Today the very last Pokemon episode with Ash, Misty, Brock and Pikachu aired. It’s like bidding farewell to old friends. Seems like a lot of people feel the same way?
Satoshi and Pikachu’s journeys end in Japan today. Please join me in congratulating @Pokemon_cojp on an incredible 25 year run with this iconic protagonist, by ✨POSTING YOUR FAN ART BELOW.✨
As I continue recording the final episodes of Ash and Pikachu’s journey on Pokémon, I’d like to thank and congratulate the incredible woman who has inspired my performance as the English voice of Ash Ketchum for the last 17 years, @rica_matsumoto3. 👏👏👏#ThankYouAshandPikachupic.twitter.com/3gzhLjc5fm
— Emma #ThankYouAshandPikachu (@EmmaTheDPStan) March 24, 2023
When I was a small child using the name “pokeprincess” online (I was among the first generation to grow up on the internet, for better or worse, I mostly survived it) Ash, Misty, Brock and Pikachu were EVERYTHING to me. Look! Look at these terrible, beautiful “drawings” I did as a kid!
My room would’ve been a shrine to Pokemon if my parents had allowed it. But check out the posters!
My 35th birthday is just over a week away. It’s the 1st April and I discovered just yesterday that Ash’s first Pokemon episode aired in Japan on the 1st April too. So all this time I’ve been sharing a birthday with Ash Ketchum! What a great way to end the journey! Thank you guys. You really were the very best, like no-one ever was.

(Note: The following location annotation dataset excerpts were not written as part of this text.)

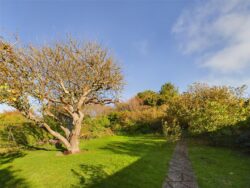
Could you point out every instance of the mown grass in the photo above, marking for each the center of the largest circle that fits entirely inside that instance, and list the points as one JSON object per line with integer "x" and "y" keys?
{"x": 117, "y": 161}
{"x": 219, "y": 167}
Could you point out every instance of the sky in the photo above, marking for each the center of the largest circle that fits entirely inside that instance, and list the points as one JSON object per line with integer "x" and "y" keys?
{"x": 155, "y": 41}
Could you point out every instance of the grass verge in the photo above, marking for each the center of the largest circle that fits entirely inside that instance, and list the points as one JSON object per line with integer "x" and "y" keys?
{"x": 116, "y": 161}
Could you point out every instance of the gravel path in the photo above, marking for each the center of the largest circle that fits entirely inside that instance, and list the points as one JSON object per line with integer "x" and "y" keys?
{"x": 180, "y": 174}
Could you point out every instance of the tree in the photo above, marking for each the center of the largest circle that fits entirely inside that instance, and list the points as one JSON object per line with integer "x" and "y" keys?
{"x": 167, "y": 92}
{"x": 63, "y": 79}
{"x": 149, "y": 97}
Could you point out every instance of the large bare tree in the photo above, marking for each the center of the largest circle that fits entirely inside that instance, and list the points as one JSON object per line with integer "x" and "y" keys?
{"x": 63, "y": 78}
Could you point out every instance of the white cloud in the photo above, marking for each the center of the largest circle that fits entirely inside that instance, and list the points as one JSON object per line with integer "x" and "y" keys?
{"x": 218, "y": 32}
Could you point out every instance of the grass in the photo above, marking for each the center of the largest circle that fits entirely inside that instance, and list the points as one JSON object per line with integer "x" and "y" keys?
{"x": 117, "y": 161}
{"x": 219, "y": 167}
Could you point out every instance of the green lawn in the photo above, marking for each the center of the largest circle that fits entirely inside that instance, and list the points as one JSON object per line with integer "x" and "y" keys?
{"x": 219, "y": 167}
{"x": 117, "y": 161}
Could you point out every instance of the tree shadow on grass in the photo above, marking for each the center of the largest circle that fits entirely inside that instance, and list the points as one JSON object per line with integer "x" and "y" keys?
{"x": 8, "y": 176}
{"x": 8, "y": 179}
{"x": 89, "y": 174}
{"x": 147, "y": 172}
{"x": 9, "y": 157}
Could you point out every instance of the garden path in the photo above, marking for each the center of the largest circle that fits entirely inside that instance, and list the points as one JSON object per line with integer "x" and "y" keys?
{"x": 180, "y": 174}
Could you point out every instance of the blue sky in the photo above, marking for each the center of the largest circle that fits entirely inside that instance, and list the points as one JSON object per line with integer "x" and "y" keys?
{"x": 155, "y": 41}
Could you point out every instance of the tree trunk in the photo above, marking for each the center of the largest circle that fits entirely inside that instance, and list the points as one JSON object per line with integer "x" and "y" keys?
{"x": 75, "y": 134}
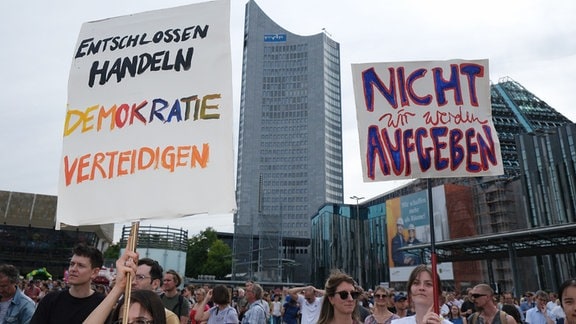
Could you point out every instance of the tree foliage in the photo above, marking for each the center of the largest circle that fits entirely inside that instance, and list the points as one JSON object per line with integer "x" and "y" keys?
{"x": 206, "y": 257}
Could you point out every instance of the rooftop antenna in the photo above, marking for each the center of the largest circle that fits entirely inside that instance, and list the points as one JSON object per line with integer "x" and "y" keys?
{"x": 326, "y": 32}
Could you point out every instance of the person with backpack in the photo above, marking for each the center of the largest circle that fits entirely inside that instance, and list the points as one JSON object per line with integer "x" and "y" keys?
{"x": 487, "y": 311}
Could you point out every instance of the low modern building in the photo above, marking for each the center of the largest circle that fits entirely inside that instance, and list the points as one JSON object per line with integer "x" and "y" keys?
{"x": 536, "y": 191}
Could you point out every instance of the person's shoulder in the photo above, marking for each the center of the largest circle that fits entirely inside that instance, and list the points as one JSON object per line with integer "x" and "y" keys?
{"x": 54, "y": 294}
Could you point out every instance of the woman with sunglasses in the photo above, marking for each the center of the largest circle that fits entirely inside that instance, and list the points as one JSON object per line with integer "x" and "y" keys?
{"x": 381, "y": 314}
{"x": 340, "y": 305}
{"x": 421, "y": 295}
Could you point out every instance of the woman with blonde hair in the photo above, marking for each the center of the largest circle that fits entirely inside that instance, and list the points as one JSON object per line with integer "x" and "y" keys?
{"x": 340, "y": 305}
{"x": 380, "y": 313}
{"x": 421, "y": 294}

“Pokemon was great escapism for me but it also taught me that not necessarily being the best, that was OK too,” 27-year-old Jake Saunders from Bromborough tells BBC Radio 1 Newsbeat.

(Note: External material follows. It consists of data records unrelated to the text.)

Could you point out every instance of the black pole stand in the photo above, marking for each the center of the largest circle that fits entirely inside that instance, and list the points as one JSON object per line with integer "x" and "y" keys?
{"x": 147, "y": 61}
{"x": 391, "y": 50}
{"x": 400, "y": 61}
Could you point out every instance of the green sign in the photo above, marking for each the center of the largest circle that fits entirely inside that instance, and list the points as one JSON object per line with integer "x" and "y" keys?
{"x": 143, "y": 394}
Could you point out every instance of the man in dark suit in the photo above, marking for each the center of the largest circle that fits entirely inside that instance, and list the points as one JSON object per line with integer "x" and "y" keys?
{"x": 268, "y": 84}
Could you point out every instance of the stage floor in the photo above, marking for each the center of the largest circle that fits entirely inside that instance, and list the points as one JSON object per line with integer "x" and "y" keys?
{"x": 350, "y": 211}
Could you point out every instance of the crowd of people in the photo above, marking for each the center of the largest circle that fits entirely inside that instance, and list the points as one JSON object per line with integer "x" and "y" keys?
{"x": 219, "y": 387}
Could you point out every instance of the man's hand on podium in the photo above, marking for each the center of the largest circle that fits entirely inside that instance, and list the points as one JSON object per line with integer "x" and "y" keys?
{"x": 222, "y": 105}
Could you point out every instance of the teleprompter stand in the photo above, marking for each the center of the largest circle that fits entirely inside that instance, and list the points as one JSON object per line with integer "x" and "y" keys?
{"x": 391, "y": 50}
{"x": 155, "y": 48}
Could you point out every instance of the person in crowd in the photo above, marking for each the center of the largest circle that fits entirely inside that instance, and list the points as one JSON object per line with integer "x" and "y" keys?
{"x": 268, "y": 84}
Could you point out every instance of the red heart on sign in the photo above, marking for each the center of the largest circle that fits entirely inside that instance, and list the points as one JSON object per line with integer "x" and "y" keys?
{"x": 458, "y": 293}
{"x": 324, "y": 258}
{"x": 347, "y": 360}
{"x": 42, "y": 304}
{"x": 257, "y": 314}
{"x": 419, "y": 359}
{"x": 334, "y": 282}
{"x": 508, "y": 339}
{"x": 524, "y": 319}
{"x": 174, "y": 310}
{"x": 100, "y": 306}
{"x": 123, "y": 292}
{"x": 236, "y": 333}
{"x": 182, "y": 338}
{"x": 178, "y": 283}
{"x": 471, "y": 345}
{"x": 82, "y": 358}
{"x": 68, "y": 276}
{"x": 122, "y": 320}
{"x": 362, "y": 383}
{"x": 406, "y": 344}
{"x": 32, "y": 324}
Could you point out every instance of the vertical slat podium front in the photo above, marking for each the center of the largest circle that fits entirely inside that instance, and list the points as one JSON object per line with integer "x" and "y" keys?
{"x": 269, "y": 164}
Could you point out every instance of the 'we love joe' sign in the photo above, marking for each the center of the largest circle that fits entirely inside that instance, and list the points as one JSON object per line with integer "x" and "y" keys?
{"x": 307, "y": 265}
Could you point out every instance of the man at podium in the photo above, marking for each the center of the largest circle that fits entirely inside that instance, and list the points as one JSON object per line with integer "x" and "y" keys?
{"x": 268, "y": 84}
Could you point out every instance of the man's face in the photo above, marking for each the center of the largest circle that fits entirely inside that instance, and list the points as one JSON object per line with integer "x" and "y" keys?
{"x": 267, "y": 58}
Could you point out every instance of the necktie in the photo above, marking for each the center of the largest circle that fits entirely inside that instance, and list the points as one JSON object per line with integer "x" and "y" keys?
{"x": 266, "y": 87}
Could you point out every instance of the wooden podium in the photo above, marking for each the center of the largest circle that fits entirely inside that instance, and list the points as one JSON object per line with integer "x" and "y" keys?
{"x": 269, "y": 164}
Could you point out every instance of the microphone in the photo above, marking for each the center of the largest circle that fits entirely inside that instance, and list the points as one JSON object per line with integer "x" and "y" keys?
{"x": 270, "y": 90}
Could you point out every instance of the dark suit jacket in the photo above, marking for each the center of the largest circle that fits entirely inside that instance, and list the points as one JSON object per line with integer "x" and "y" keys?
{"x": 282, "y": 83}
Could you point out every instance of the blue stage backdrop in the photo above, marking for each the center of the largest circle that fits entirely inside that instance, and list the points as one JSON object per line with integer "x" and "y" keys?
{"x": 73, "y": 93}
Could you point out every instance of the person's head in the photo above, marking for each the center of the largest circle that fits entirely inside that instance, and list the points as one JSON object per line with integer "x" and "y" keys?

“Putting it bluntly, it was like being a loser is OK. The important lesson is to pick yourself back up, roll with the punches and keep going.
This little graphic I found on Twitter illustrates the point nicely. Look how he kept on getting better and better! Sometimes you really do gotta keep working for twenty years.
And Laura Kate Dale, who’s 28 and from Surrey, says Ash proved to her that you could be “still worthy of praise” even if you failed every single time.
“He was always the underdog, half the times he won gym badges it was because he did something nice, not because he was the best at fighting,” she tells Newsbeat.
“There was something really beautiful about seeing that growing up – that it’s OK if you’re not the strongest, the most qualified, as long as you keep trying to be the best person you can be, the nicest you can be to people around you.”
That was probably the most important thing Pokemon taught me, to be honest.
Kate says an episode in which Ash met a Charmander (small, red, dragon-ish, tail on fire – you know the one) which had been abandoned by its original trainer has stuck with her to this day. “At the time, I was a child dealing with the fact that my biological dad had left and didn’t seem to care the way he was supposed to,” she says. “The episode’s story was about learning to move on and be OK after someone who was supposed to look after you just vanishes – it was really tasteful in dealing with something that as a child was really difficult to comprehend. “That’s what the show was really good at. It told stories about relatable themes in digestible ways for children.”
It was, it really really was. As a child I related to Brock the most because he was forced by circumstances into caring for his younger siblings. That wasn’t too far away from my reality. So here I was, clinging to a fictional story for children that every adult within the vincity mocked and mocked and mocked while the home life got ever worse.
Don’t make fun of stuff children like. Please don’t. Look what they can do with it.
I love the movie credits sequences that show the characters just travelling or relaxing or doing mundane things. They give the sense that even when nothing relevant to our interest is happening and we’re not looking, their adventure continues on.